My mother never had such luck. Her health has been testing her ever since. It was like she lost a part of herself when he died, and she hasn’t been the same. I worry about her all the time now and try and stop by the house as much as I can, which is way more than my brothers do. They only come by when I force them to, either to say hello and check in, to give her money, or to do repair jobs on the house. I know what they want for her—to move into a small apartment, or maybe even assisted living. But my mom hangs on to the house for dear life. She’ll never ever leave.

And I know the minute she goes into a home, that’s the moment we’ll lose her forever. The house is all she has left.

So even though it’s out of the way, I head on over there. She’s lonely and alone, and it’s something I understand a little too well.

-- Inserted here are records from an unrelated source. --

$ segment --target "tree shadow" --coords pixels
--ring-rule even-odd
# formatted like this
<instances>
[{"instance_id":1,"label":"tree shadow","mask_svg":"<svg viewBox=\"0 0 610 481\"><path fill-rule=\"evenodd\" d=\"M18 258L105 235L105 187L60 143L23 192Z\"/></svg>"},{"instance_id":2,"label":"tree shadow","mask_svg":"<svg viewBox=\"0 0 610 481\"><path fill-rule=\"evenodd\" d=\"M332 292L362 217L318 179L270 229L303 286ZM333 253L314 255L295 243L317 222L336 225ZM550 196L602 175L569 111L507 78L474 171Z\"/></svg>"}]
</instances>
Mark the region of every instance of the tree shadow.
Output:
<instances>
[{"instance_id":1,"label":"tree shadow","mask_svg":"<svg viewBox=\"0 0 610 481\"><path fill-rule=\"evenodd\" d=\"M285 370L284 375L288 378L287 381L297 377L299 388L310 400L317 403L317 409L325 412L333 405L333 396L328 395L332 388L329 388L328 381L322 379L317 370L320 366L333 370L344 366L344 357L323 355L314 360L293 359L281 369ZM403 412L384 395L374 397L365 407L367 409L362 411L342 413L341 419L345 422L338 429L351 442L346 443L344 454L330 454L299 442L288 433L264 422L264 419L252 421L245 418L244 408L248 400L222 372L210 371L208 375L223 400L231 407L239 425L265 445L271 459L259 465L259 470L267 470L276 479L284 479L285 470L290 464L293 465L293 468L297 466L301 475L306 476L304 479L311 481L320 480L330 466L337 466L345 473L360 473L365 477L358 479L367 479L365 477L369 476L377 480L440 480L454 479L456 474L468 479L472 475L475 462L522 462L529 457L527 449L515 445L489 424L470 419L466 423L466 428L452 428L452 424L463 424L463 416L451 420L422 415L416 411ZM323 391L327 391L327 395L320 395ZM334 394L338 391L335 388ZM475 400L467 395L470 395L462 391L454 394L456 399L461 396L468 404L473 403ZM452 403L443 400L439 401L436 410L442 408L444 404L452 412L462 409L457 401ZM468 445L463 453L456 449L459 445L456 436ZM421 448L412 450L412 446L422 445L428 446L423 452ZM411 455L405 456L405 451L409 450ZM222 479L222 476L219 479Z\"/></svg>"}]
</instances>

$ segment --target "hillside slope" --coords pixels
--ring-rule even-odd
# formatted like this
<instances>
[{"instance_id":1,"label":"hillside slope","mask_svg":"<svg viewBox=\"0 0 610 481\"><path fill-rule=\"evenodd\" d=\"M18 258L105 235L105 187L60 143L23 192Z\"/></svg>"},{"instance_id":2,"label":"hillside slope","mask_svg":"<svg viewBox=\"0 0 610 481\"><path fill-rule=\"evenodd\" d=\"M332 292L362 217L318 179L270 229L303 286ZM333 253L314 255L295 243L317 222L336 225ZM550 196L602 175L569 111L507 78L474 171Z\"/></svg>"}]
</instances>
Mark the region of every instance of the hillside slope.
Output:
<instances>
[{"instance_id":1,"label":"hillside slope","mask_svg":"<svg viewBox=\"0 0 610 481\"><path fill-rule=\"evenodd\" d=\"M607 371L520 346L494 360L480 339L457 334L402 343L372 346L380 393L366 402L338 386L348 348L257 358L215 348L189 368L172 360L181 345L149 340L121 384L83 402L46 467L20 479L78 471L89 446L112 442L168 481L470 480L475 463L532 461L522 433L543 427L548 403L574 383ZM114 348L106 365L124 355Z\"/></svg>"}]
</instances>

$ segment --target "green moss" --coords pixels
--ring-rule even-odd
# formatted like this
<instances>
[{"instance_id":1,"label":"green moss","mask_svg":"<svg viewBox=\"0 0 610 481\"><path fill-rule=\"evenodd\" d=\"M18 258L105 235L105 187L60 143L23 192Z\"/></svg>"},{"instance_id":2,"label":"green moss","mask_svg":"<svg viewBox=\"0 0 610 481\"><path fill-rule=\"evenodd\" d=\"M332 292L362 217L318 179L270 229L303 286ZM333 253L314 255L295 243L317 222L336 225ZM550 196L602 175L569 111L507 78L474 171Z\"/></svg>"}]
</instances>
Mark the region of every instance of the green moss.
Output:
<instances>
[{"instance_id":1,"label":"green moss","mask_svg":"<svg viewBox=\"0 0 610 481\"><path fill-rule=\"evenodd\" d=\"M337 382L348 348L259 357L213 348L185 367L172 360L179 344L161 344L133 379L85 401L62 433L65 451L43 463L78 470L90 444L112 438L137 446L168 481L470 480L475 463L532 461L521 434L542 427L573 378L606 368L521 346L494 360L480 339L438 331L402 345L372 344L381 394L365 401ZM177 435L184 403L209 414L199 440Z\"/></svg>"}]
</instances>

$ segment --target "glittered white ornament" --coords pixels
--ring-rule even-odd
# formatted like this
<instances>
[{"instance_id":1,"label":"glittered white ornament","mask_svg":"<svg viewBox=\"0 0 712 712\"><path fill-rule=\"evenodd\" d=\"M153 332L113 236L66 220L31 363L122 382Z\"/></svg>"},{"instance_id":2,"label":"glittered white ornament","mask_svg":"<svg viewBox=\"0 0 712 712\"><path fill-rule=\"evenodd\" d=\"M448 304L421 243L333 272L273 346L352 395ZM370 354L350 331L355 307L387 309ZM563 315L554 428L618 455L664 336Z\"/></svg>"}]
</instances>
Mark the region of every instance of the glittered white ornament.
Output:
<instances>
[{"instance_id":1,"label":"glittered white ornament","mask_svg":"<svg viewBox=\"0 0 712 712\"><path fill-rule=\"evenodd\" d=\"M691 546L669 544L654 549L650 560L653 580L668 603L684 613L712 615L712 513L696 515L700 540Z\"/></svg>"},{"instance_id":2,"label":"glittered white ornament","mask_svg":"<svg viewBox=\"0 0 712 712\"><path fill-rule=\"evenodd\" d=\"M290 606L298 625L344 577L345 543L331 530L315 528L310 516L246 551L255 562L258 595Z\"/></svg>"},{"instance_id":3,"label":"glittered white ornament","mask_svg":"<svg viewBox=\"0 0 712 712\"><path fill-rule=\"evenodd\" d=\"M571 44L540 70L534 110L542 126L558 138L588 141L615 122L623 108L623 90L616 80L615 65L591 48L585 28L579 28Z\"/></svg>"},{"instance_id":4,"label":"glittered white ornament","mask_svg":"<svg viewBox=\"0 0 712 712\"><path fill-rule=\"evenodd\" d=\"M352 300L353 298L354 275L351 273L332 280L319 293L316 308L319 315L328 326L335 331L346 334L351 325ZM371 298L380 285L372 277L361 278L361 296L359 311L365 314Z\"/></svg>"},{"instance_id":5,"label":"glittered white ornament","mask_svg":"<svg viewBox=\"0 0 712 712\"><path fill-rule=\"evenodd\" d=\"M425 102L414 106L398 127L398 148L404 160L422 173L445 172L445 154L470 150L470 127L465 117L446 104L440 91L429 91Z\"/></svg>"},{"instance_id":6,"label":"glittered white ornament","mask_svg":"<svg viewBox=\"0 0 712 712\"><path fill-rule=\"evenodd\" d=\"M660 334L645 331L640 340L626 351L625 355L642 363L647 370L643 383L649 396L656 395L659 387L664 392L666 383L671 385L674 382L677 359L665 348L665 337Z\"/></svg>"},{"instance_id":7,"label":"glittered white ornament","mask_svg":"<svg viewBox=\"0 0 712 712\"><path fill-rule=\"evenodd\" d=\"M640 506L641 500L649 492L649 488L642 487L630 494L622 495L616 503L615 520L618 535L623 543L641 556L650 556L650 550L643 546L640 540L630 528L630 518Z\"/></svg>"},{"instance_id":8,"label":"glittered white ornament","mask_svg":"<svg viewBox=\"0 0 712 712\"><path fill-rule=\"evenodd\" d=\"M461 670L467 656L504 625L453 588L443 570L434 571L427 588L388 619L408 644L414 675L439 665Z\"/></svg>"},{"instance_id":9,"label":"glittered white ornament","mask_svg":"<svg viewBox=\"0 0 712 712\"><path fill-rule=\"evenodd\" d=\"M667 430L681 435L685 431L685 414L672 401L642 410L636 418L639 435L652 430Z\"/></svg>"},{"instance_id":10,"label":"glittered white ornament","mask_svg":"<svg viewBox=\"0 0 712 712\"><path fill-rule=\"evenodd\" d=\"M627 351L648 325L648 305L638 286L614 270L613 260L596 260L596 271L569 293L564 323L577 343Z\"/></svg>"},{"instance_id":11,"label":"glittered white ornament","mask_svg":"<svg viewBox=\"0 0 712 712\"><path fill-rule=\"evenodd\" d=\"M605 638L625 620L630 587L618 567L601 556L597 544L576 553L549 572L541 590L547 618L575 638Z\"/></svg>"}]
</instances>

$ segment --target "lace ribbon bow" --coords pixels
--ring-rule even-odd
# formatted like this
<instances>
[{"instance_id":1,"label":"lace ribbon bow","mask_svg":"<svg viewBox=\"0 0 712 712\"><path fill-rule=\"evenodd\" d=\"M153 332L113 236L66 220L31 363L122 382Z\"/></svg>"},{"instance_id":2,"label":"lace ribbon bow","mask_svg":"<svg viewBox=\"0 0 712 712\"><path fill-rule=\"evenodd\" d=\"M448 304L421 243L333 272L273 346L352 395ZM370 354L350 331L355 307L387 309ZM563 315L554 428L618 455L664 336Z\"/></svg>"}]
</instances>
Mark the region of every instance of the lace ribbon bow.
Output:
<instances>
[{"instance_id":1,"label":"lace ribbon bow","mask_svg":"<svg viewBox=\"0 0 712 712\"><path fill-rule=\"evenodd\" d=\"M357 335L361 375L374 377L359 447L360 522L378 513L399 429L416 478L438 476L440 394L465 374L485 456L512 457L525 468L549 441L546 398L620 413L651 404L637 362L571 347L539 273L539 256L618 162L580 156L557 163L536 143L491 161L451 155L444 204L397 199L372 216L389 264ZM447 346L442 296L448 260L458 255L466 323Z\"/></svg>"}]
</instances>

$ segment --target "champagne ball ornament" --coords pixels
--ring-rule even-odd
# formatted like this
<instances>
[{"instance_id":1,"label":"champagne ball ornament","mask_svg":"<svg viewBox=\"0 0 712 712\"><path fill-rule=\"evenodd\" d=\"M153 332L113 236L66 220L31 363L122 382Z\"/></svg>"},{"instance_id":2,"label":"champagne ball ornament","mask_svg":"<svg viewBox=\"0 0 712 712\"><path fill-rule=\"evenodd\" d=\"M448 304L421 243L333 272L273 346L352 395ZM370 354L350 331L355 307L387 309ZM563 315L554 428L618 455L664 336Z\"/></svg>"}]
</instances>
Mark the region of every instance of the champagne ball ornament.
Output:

It’s the start of August and even though summer is fickle in the city, on Alameda it’s warmer. I water her roses, run out to get groceries from the closest store, tidy up, and then settle down on her couch with her white fluffball of a cat, Mew Mew, to tell her the somewhat good news.

“So guess what?” I say.

She looks up from her knitting and gazes at me with so much…devotion…that I suddenly feel, I don’t know, unworthy of it. Funny how your mom can do that to you.

“What is it, sweetheart?” she asks in her gentle, lilting accent.

“Well, I’m branching out at work. I’m writing an article, and it looks like if all goes well, they’ll print it.”